Um exemplo da força do perdão

John era igualmente um acérrimo defensor do perdão. Uma vez recordou um incidente que passou quando era jovem, ao ter sido espancado de forma violenta por membros do Ku Klux Klan, depois de ter tentado entrado numa “sala de espera exclusiva para brancos.”

“Vários anos depois, em fevereiro de 2009, um dos homens que me bateu nesse dia, veio ao meu escritório de Capitol Hill — ele tinha mais de 70 anos, e veio acompanhado do seu filho que estava nos 40 e disse: ‘Mr. Lewis, eu sou uma das pessoas que lhe bateu a si, e ao seu companheiro, quando se sentaram naquela sala de espera’. Depois confessou-me, ‘Eu quero pedir desculpa. Vai aceitar o meu pedido de desculpa?'”, contou Lewis, recordando o momento.

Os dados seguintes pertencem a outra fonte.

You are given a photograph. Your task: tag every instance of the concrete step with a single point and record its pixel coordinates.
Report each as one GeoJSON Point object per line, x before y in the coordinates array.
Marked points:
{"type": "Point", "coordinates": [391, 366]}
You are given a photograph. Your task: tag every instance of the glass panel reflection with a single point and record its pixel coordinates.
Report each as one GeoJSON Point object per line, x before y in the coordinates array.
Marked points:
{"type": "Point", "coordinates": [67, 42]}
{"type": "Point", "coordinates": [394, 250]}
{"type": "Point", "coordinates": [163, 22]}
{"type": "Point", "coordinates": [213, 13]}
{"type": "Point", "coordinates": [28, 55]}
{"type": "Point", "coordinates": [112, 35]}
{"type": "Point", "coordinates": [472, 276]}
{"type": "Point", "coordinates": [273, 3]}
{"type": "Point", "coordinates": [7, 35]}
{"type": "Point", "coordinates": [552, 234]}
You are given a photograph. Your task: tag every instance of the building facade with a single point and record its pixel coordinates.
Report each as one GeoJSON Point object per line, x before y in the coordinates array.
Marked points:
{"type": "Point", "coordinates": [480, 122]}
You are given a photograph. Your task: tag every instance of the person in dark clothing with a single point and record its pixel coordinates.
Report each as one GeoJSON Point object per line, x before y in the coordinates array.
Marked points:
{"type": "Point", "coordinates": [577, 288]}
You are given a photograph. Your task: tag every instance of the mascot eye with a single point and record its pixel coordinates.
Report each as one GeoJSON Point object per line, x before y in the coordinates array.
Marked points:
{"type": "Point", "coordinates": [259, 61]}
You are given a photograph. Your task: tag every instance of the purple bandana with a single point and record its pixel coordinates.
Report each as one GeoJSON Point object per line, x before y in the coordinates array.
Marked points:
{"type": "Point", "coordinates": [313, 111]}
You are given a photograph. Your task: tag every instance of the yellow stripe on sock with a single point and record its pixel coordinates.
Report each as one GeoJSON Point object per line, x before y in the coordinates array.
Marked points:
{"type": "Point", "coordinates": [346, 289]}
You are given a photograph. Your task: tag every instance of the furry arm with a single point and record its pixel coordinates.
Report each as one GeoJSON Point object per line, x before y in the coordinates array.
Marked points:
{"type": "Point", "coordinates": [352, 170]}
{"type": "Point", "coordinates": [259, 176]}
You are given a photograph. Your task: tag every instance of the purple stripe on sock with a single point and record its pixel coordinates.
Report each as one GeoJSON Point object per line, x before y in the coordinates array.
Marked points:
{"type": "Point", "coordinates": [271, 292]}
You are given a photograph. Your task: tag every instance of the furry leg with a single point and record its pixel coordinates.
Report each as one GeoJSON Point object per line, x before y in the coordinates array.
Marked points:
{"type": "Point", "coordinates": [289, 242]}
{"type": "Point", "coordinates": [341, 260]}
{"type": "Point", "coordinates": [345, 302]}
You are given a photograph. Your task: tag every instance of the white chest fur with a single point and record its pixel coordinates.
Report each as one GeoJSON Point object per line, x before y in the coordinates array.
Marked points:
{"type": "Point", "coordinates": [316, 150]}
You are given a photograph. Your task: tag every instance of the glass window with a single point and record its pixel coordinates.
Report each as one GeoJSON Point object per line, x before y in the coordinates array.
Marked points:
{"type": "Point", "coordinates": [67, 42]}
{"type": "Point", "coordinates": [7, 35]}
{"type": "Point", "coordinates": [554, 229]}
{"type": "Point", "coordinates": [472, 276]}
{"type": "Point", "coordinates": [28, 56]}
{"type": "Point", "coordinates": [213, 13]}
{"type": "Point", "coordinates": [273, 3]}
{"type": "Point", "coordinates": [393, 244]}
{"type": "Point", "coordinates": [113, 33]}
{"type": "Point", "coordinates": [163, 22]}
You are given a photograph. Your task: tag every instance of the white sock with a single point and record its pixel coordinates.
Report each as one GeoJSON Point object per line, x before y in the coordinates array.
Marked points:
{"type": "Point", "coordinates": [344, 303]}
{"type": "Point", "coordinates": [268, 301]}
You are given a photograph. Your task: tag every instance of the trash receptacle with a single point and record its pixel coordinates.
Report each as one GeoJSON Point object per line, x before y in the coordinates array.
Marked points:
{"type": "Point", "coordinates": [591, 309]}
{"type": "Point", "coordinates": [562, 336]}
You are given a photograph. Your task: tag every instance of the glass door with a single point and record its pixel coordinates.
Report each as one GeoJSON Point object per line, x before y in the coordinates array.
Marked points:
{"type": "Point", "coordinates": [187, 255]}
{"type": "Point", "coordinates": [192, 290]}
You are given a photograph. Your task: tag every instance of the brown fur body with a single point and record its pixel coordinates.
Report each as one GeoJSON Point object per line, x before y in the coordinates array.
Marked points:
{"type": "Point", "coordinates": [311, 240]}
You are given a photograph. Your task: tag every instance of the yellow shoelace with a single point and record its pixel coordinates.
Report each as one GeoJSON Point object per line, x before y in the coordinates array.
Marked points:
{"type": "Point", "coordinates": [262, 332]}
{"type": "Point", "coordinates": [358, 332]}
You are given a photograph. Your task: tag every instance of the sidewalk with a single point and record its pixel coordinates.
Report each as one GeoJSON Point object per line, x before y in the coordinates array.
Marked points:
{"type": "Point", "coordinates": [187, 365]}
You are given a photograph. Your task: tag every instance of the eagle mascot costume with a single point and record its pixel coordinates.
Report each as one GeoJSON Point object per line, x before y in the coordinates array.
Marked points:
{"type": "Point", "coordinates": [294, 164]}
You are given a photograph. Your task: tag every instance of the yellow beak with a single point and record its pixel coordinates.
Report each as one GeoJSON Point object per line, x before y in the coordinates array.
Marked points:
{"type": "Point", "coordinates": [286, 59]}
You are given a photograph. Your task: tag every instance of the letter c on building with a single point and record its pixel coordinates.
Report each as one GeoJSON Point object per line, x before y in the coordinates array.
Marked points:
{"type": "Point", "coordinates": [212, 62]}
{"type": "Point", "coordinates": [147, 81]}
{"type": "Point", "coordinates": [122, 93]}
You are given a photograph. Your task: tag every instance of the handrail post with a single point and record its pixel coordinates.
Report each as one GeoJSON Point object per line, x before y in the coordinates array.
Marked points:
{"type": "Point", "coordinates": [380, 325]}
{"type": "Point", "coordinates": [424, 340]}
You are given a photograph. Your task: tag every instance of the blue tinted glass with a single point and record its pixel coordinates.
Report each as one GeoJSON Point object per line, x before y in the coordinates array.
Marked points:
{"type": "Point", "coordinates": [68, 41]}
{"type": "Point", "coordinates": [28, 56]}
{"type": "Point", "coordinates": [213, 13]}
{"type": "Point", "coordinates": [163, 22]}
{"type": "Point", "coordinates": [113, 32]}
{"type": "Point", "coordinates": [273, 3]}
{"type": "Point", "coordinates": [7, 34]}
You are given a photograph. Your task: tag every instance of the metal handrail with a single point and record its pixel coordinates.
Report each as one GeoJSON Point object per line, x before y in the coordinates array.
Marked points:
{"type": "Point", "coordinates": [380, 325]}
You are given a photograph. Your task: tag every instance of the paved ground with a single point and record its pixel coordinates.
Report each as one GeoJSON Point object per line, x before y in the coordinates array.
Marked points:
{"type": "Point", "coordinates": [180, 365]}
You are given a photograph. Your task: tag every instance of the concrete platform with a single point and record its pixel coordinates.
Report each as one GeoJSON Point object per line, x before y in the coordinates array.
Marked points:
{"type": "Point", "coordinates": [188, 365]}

Depois de ter aceite este pedido de desculpas e de ter abraçado tanto o pai como o filho, os três choraram juntos. “Este é o poder usado em nome da paz, em forma de amor”, relembrou. “Nunca, mas nunca, poderemos odiar. O caminho do amor é um caminho melhor.”

Um novo legado para uma nova geração

John Boyega em manifestação pelo movimento Black Lives Matter
Reprodução/D.R

Mais de 50 anos depois, após o assassinato de George Floyd em março, às mãos de um grupo de polícias em Minneapolis, Lewis agradeceu as demonstrações globais contra a morte de pessoas negras levadas a a cabo pelas forças policiais norte-americanas, e mais profundamente, as denúncias do racismo sistémico nas várias classes da sociedade. John olhou para estes novos movimentos como uma continuação do seu trabalho de vida, apesar da doença o ter retirado da linha da frente dos protestos. Mas, apesar do cancro, voltou a Washington em junho.

“Foi muito emocionante, muito emocionante mesmo, ver milhares de pessoas de todos os cantos da América e de todo o mundo a irem para as ruas — para falarem, denunciarem, arranjando aquilo a que eu chamo de “bom sarilho”, disse Lewis à CBC This Morning, em junho. “Isto parece muito diferente”, disse Lewis em relação ao movimento Black Lives Matter, o cerne das demonstrações anti-racistas, na atualidade. “É muito mais massivo e inclusivo”, acrescentou, comparando com os movimentos cívicos dos anos 60. “A partir daqui não há volta atrás.”
No mês passado, em conversa pública com Obama, que serviu para discutirem os protestos raciais iniciados em todo o país, John Lewis voltou a refletir em torno das emoções que sentiu durante o seu próprio movimento dos anos 60.
“Eu acredito que tudo aquilo tenha sido por graça de Deus, e hoje sinto-me ainda mais sortudo, mais abençoado por ver as mudanças que estão ocorrer, que permitiram a um jovem, um jovem amigo como Barack Obama, tornar-se presidente dos Estados Unidos da América, e isso faz com que toda a dor que senti durante a minha vida valesse a pena.”
Aproveitou também para elogiar a geração mais jovem que se juntou para caminhar em comunhão, em protestos pelas ruas norte-americanas. “Eles vão ajudar a salvar a alma da América, a salvar o nosso país, e até a salvar o planeta.”